Fotografía de Raymond Depardon
30 junio 2025
- Era yo muy pequeño (tendría unos cuatro años), cuando una temible enfermedad pulmonar intentaba mandarme a la vida muerta de mi feliz vida.
- El que entonces llamábamos el médico de cabecera (de los que venían a casa a verte por muy pobre que fueras), les ordenó a mis padres que, con el esfuerzo que hiciera falta, convenía que me mandaran durante el verano a un pueblo de montaña para rebajar la peligrosidad de mi asma y con ello mejorar mi deteriorada capacidad pulmonar.
- Uno de mis abuelos, por medios que aún hoy ignoro, consiguió que me acogieran, a mí a mi Madre y a mis dos hermanos, en una casa de un inaccesible pueblo/caserío en la Barcelona de la alta montaña. Durante el primer verano echamos raíces y con ello nos fuimos acomodando año a año hasta que cumplí los catorce, yendo cada verano a ver a esa ya después muy querida familia.
- En ese pueblo, al que no se podía acceder en coche, aprendía a vivir sin luz eléctrica (lámparas de carburo iluminaban nuestras noches), sin agua (había que bajar a una fuente cercana y subir los cubos a brazo hasta la casa), y sin más medio de transporte que nuestras fuertes chirucas y el Carro que manejaba Joan del que tiraba Perico (el burrito más amable y cariñoso que yo haya conocido jamás), carro con el que nos dejaba a pie de la carretera que era el lugar por donde pasaba el autobús de línea de esos que formaban parte del bucólico paisaje de aquella feliz época.

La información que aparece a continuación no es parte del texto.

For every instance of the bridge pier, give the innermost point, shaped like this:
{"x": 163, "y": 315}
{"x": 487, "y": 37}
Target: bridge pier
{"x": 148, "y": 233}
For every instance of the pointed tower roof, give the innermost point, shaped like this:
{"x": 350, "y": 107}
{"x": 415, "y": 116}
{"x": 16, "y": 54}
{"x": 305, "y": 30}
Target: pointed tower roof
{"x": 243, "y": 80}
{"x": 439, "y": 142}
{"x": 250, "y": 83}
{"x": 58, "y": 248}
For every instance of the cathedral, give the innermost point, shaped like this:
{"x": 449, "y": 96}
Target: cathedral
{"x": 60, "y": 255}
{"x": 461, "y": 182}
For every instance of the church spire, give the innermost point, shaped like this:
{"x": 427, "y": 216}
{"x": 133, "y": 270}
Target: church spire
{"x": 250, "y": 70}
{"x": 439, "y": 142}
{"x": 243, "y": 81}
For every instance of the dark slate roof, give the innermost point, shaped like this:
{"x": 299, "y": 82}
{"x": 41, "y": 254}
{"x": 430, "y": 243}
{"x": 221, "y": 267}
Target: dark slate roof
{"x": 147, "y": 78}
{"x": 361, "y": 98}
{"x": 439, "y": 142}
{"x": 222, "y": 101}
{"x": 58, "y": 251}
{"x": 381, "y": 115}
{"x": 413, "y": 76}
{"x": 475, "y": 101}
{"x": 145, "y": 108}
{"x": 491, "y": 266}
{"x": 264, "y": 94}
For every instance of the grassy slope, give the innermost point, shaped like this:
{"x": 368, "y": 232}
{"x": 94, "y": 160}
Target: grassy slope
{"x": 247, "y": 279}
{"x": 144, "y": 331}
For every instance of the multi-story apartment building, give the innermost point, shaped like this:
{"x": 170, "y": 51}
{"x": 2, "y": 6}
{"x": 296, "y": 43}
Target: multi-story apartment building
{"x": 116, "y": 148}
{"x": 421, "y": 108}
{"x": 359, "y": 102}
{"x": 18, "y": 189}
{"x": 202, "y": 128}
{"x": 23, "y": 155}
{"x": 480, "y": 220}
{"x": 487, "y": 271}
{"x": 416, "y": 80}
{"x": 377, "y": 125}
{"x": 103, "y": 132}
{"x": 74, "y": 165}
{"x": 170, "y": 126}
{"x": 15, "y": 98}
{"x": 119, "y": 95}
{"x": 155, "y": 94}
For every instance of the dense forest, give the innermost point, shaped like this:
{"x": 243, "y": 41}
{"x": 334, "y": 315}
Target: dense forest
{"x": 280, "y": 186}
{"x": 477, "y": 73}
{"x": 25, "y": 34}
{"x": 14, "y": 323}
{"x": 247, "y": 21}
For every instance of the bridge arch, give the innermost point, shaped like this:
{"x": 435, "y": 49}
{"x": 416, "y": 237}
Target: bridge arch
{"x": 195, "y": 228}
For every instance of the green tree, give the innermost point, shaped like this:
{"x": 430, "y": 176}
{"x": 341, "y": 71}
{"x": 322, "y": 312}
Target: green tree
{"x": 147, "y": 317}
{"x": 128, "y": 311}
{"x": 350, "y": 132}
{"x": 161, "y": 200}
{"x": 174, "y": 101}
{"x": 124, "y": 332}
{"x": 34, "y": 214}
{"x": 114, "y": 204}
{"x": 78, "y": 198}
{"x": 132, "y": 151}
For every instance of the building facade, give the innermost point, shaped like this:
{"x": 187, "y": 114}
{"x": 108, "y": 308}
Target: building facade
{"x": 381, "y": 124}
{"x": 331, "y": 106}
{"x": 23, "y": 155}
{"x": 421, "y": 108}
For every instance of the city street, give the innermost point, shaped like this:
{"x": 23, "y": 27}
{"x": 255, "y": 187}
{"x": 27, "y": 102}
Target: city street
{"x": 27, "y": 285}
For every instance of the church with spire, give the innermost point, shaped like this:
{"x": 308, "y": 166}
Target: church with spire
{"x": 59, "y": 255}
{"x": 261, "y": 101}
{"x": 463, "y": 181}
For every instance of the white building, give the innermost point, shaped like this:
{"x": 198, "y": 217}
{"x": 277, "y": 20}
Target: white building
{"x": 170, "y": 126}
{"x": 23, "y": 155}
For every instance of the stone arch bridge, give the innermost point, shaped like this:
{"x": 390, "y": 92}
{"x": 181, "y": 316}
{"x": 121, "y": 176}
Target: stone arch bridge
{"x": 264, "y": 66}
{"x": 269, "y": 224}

- También a prendí que para poder comer había que ir a por el sustento al huerto, a llevar y conducir a las vacas en busca de su pasto y a charlar educada y apasionadamente sentado con toda la familia de la casa, cuando la oscuridad ya empezaba a a anunciar el fin del día, en la puerta de la misma hasta que el sueño me vencía.
- No quiero extenderme más, por no aburrir a quien se haya asomado a este pedacito de mi vida veraniega en aquel caserío de montaña. Pero sí deseo dejar constancia de que en ese rincón apartado, donde la escasez obligaba a agudizar el ingenio y la vida se desplegaba sin adornos, encontré algunas de las lecciones más valiosas que me ha regalado la existencia. Aprendí a valerme por mí mismo, a descubrir la belleza de lo sencillo y a caminar con la sinceridad y la humildad como brújula. Aquellos veranos no solo dejaron recuerdos: sembraron raíces.